Economic Snapshot | Overtime

The Overtime Threshold Has Eroded 57.5 Percent from its Peak Value

President Obama has directed the U.S. Department of Labor to update the rules that govern overtime pay for white collar, salaried workers (executive, administrative, and professional employees). The most important part of the Department’s task will be to raise the salary threshold below which all workers are guaranteed overtime pay, a level that has been eroded so much by inflation and poor policy that it is now less than the poverty level for a family of four. Above the threshold, employees might or might not be exempt (denied the right to overtime pay) depending on the nature of their duties. Well-paid executives, administrators and professionals are exempt because they do not need the law’s overtime pay protections.
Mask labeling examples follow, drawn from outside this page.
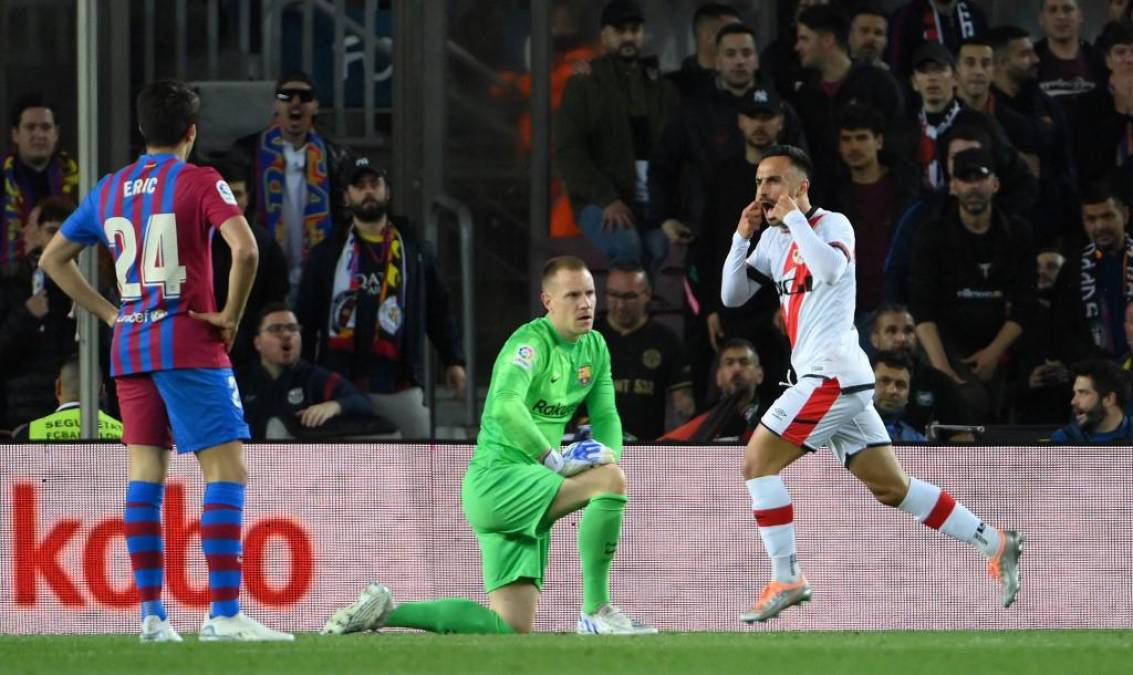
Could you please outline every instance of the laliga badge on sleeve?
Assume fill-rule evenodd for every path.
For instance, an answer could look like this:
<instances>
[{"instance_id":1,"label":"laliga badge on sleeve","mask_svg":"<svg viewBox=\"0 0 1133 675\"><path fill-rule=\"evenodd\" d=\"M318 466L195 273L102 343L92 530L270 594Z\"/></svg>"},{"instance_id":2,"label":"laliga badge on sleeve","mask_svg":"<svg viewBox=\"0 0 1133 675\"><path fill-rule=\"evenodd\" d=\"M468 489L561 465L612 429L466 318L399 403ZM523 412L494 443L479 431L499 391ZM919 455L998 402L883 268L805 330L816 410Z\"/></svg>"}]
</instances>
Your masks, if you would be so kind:
<instances>
[{"instance_id":1,"label":"laliga badge on sleeve","mask_svg":"<svg viewBox=\"0 0 1133 675\"><path fill-rule=\"evenodd\" d=\"M530 370L531 366L535 365L535 348L530 344L520 344L519 349L516 350L516 358L511 362L523 370Z\"/></svg>"},{"instance_id":2,"label":"laliga badge on sleeve","mask_svg":"<svg viewBox=\"0 0 1133 675\"><path fill-rule=\"evenodd\" d=\"M401 307L398 306L398 299L390 296L382 302L382 308L377 310L377 323L382 325L382 330L386 333L393 334L398 332L401 327Z\"/></svg>"},{"instance_id":3,"label":"laliga badge on sleeve","mask_svg":"<svg viewBox=\"0 0 1133 675\"><path fill-rule=\"evenodd\" d=\"M224 182L223 180L216 181L216 191L220 194L220 198L224 200L224 204L239 206L236 203L236 195L232 194L232 188L228 187L228 183Z\"/></svg>"}]
</instances>

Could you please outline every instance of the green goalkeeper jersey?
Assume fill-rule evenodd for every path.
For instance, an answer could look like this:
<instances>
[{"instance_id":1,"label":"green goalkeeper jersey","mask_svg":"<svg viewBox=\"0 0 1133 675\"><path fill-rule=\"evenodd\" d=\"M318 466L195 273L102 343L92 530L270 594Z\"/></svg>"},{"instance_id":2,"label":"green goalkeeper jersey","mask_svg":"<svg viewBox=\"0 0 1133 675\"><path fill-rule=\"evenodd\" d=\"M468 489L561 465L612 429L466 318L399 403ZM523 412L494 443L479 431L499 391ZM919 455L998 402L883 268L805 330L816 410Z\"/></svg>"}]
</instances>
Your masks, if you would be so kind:
<instances>
[{"instance_id":1,"label":"green goalkeeper jersey","mask_svg":"<svg viewBox=\"0 0 1133 675\"><path fill-rule=\"evenodd\" d=\"M610 350L597 331L563 340L546 317L519 327L496 357L472 465L540 461L586 401L594 438L622 454Z\"/></svg>"}]
</instances>

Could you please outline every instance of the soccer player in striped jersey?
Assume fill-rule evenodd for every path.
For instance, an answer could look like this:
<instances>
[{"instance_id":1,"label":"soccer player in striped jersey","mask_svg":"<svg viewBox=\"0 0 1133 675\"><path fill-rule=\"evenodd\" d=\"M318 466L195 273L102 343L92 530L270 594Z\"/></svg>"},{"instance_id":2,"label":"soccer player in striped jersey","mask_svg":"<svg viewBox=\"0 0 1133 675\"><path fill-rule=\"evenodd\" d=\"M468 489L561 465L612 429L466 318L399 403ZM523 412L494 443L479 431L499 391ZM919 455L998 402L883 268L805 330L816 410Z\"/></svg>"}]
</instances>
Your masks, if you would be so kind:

The salary threshold set by the U.S. Department of Labor was raised periodically to account for rising wages and inflation, as the figure shows. At its peak value, in 1970, the salary threshold was $1,071 a week in real 2013 dollars, or $55,692 a year. But the value of the threshold has eroded 57.5 percent to just $455 a week now, or $23,660 a year. This is less than the poverty threshold for a family of four. To keep the threshold consistent with its original purpose and prevent employers from denying overtime pay to millions of white collar workers who ought to receive it, the value of the overtime threshold should be restored to its 1975 value of $984 a week, equivalent to an annual salary of about $51,168 today.